There's a case pending in the Ohio Supreme Court, State v. Fischer, on that very issue, and I wrote about it after the oral argument on a few months ago. The lower court, the 9th District, decided in Fischer that the defendant was bound by his earlier appeal. But that's a PRC appeal. In State ex rel. Culgan v. Medina Cty. Common Pleas Court, the Supreme Court held that a defendant was entitled to writs compelling a judge to give him a Baker-compliant sentencing entry, and said,
"[I]f Culgan is correct that appellees' sentencing entry violated Crim.R. 32(C), which would render the entry nonappealable, his claims for writs of mandamus and procedendo would have merit
The 9th District took a look at the emphasized language in and concluded State v. Harmon that an appeal from a judgment entry that didn't comply with Baker was a nullity. (Culghan also rejected the view that Baker was to be applied only prospectively; Culghan's sentencing predated Baker.) The 5th District reluctantly agrees in Griffin, and takes another look at whether Griffin was entitled to a three-judge panel. A decade after Griffin's first appeal, the Supreme Court held that a three-judge panel was necessary in a capital case even where the state agreed not to pursue the death penalty, and that entitles Griffin to a reversal of her conviction.

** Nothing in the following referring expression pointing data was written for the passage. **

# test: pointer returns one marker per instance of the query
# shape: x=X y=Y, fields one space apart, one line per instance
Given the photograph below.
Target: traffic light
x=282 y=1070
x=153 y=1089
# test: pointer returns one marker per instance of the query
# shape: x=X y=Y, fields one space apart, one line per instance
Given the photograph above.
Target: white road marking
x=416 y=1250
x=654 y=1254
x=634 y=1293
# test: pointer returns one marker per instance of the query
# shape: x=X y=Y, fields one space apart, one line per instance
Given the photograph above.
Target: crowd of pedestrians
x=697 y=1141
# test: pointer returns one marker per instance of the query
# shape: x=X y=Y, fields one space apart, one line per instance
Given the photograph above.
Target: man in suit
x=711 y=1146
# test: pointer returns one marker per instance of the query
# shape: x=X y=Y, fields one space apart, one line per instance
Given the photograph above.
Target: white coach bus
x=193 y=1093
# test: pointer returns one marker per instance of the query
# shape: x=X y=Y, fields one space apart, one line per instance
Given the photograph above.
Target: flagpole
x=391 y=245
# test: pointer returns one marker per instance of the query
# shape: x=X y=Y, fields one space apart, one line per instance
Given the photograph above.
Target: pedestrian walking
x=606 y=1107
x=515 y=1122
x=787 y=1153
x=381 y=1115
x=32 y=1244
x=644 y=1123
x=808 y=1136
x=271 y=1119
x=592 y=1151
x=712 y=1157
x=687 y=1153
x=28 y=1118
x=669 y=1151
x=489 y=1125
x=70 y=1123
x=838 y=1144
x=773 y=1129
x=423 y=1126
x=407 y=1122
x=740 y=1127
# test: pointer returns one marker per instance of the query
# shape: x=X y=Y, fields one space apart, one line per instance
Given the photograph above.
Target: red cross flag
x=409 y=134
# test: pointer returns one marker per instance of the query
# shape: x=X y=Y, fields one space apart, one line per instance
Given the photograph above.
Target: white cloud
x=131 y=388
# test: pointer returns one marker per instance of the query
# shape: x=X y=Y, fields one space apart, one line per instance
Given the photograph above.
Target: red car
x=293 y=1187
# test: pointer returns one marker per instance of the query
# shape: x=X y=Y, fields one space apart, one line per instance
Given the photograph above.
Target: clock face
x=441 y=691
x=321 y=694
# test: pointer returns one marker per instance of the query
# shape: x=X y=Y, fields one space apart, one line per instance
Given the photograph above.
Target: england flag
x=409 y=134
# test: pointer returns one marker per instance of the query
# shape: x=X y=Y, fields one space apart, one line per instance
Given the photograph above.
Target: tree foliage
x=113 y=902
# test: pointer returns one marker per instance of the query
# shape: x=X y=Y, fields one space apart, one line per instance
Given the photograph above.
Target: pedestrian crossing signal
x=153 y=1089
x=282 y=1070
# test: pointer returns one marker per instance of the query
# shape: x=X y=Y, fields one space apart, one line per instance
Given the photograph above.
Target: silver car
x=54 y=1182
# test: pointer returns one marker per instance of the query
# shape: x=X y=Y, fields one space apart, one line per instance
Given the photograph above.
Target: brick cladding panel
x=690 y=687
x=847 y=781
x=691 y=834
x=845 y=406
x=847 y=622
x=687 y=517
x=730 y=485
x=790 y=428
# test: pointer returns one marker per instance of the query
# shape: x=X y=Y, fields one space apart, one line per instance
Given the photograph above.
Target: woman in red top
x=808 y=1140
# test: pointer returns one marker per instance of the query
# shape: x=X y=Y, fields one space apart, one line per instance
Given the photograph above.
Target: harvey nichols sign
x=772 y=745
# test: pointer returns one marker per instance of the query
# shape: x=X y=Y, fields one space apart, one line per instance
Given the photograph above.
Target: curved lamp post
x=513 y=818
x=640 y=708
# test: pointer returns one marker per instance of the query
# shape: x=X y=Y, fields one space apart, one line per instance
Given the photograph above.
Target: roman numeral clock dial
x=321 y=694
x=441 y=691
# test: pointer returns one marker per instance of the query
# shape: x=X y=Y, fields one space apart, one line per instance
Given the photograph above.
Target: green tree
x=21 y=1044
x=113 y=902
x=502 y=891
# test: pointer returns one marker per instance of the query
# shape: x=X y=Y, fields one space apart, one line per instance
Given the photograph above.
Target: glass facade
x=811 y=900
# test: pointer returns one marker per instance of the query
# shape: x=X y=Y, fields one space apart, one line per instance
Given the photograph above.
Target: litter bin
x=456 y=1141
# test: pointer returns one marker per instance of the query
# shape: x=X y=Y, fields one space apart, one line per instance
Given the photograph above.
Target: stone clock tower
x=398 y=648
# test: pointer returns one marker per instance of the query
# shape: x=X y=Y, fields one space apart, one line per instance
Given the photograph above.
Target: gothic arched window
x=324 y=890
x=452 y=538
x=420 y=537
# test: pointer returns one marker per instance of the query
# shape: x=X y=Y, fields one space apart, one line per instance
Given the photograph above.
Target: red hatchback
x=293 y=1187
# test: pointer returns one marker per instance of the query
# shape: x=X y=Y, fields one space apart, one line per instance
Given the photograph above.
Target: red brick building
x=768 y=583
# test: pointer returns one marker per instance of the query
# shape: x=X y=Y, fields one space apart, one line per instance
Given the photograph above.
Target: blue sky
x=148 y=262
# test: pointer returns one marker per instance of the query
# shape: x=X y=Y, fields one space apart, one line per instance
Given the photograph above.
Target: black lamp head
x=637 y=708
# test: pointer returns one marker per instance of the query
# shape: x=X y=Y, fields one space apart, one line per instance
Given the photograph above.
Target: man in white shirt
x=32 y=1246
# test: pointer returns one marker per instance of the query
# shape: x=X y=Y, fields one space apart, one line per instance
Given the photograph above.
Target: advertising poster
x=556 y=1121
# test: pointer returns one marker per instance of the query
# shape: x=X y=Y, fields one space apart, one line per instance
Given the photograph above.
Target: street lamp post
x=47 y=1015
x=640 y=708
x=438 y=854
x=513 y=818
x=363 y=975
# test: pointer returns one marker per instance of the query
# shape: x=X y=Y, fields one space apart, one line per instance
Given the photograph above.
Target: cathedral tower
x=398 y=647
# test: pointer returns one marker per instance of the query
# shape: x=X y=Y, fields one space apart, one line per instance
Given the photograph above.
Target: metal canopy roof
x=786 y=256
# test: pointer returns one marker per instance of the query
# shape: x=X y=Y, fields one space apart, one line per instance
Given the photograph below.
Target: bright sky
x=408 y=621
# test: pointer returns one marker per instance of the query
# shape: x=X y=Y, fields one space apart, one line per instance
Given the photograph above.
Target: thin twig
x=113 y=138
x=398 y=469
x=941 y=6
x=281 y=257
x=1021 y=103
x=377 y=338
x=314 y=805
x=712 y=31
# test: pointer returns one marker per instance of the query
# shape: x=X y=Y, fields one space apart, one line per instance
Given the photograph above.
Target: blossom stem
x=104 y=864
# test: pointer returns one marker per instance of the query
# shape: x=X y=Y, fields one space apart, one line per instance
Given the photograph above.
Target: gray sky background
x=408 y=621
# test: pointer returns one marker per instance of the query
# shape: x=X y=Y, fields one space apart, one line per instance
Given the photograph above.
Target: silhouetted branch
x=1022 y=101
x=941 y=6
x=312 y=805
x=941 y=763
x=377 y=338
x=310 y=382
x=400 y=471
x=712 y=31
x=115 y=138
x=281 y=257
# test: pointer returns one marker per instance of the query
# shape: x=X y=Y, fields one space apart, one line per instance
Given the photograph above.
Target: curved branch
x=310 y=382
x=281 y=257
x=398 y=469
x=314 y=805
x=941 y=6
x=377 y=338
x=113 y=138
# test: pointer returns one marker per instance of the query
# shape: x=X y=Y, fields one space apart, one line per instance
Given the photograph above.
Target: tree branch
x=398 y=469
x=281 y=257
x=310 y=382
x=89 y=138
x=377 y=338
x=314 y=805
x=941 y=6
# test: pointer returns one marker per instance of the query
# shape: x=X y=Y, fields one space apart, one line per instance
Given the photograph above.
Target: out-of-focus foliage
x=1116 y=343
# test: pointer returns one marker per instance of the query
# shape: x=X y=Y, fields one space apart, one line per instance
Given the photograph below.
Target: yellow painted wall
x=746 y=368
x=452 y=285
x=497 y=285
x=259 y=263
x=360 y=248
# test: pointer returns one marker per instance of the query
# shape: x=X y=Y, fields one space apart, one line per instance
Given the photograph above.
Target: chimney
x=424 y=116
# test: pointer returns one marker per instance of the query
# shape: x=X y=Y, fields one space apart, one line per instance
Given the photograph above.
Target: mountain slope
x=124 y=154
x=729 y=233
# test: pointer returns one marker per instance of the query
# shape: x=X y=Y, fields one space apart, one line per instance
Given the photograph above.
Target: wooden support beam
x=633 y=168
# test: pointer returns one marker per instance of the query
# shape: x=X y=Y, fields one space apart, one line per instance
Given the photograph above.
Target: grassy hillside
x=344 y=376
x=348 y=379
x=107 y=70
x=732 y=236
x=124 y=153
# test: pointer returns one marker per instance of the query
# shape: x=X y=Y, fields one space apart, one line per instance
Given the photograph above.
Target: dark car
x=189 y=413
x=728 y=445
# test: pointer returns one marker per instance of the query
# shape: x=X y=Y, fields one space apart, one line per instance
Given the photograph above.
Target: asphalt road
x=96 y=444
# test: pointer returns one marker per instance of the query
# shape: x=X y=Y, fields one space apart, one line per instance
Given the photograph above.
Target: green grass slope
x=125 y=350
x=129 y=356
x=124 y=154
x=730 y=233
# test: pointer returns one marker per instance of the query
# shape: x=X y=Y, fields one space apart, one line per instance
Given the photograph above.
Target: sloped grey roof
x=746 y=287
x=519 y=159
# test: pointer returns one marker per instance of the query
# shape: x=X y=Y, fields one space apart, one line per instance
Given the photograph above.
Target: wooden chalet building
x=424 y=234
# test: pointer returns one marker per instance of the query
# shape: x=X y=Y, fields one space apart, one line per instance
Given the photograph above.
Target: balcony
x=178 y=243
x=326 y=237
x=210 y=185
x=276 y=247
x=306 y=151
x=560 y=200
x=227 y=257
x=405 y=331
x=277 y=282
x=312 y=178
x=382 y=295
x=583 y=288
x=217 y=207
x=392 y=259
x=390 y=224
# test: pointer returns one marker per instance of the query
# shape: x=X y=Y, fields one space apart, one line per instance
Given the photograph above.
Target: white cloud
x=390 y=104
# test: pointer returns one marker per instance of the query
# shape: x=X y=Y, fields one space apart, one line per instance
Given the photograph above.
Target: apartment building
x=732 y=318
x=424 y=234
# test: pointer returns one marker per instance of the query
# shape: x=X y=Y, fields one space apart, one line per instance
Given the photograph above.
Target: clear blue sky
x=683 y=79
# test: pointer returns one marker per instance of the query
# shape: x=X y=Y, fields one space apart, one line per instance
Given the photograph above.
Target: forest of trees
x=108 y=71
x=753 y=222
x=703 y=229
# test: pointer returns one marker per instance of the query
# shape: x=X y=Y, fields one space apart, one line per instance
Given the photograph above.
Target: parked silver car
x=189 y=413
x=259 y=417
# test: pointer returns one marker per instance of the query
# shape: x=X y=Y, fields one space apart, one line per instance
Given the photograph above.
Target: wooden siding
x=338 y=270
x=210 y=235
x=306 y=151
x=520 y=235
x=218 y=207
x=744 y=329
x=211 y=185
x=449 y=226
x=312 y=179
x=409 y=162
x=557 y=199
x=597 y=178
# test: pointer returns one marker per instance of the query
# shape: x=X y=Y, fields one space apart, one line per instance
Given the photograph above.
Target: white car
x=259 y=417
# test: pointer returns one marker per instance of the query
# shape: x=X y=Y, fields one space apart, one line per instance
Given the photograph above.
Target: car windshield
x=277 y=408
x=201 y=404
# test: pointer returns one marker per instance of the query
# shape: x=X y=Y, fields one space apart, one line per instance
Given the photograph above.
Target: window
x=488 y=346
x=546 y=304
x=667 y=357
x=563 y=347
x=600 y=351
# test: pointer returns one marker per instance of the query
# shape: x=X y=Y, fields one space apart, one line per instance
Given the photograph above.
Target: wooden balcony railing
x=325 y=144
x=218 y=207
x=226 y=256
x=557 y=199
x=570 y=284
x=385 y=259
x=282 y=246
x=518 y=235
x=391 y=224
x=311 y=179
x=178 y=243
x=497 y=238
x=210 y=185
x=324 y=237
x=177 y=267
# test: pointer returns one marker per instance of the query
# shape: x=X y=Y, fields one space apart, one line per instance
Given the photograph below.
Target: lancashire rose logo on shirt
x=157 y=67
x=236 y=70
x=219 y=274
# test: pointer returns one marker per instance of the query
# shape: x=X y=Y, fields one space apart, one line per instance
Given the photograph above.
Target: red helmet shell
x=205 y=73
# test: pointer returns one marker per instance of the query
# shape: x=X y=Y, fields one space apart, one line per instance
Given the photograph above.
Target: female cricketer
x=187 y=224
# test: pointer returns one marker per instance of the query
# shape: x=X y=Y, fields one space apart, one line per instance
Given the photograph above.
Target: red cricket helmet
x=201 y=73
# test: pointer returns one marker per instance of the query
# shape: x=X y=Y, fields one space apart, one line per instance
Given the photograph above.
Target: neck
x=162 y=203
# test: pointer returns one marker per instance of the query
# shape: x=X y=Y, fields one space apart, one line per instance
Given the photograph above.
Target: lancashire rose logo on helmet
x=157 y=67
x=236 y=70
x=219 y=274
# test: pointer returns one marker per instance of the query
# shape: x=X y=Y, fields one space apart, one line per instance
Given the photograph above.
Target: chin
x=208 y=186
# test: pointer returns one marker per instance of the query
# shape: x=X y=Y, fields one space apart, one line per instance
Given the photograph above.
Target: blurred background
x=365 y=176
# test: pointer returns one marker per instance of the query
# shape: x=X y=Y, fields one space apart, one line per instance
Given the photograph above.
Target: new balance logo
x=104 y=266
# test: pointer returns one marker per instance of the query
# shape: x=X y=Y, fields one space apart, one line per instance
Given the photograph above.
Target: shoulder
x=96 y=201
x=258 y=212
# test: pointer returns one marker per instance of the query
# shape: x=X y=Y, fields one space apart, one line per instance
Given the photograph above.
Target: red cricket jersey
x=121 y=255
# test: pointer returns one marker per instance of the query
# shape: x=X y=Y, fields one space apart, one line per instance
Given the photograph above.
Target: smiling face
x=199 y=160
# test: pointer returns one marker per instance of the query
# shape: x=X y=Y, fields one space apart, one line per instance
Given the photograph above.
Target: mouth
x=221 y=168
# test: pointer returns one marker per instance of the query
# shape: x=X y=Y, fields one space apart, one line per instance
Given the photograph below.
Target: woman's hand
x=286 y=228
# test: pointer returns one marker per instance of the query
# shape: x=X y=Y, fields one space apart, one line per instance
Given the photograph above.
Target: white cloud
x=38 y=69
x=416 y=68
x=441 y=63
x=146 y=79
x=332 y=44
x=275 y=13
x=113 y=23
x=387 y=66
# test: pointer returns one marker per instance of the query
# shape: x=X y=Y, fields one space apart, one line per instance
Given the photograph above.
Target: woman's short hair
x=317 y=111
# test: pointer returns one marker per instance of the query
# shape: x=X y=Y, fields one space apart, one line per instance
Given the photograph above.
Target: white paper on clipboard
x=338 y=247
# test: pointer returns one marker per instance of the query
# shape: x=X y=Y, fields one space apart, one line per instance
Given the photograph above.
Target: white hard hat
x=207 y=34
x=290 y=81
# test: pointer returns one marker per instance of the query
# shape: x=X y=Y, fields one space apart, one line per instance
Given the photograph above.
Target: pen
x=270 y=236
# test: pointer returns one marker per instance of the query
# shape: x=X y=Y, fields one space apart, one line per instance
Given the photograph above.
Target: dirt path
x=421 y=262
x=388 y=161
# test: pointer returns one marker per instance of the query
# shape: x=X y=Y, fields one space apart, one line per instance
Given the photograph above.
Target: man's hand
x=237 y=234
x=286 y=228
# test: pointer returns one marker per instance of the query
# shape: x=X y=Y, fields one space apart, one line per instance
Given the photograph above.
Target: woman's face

This brings the problem of finality posed by Baker and Bezak front and center: think there's going to be a problem retrying Griffin twenty years later? How many other inmates and attorneys are checking sentencing entries for Baker compliance? And there's not just the problem of reassembling witnesses and evidence years later. As I said in my post on Fischer, there have been a lot of changes in the legal landscape in the past decade. What if an inmate's conviction in 2002 was based on hearsay testimony that met the standards of Roberts v. Ohio, but would now be testimonial under Crawford v. Washington? What if his conviction was based on a search that was valid under Belton v. New York, but not under Arizona v. Gant? A screwed-up sentencing entry can reopen those issues.
The dissent in Griffin concludes with this observation:
As does the majority and many of my brethren on appellate courts throughout the State, I anxiously await the Ohio Supreme Court's guidance in the Fischer case.
I'll bet. And you can throw in prosecutors and defense attorneys, too.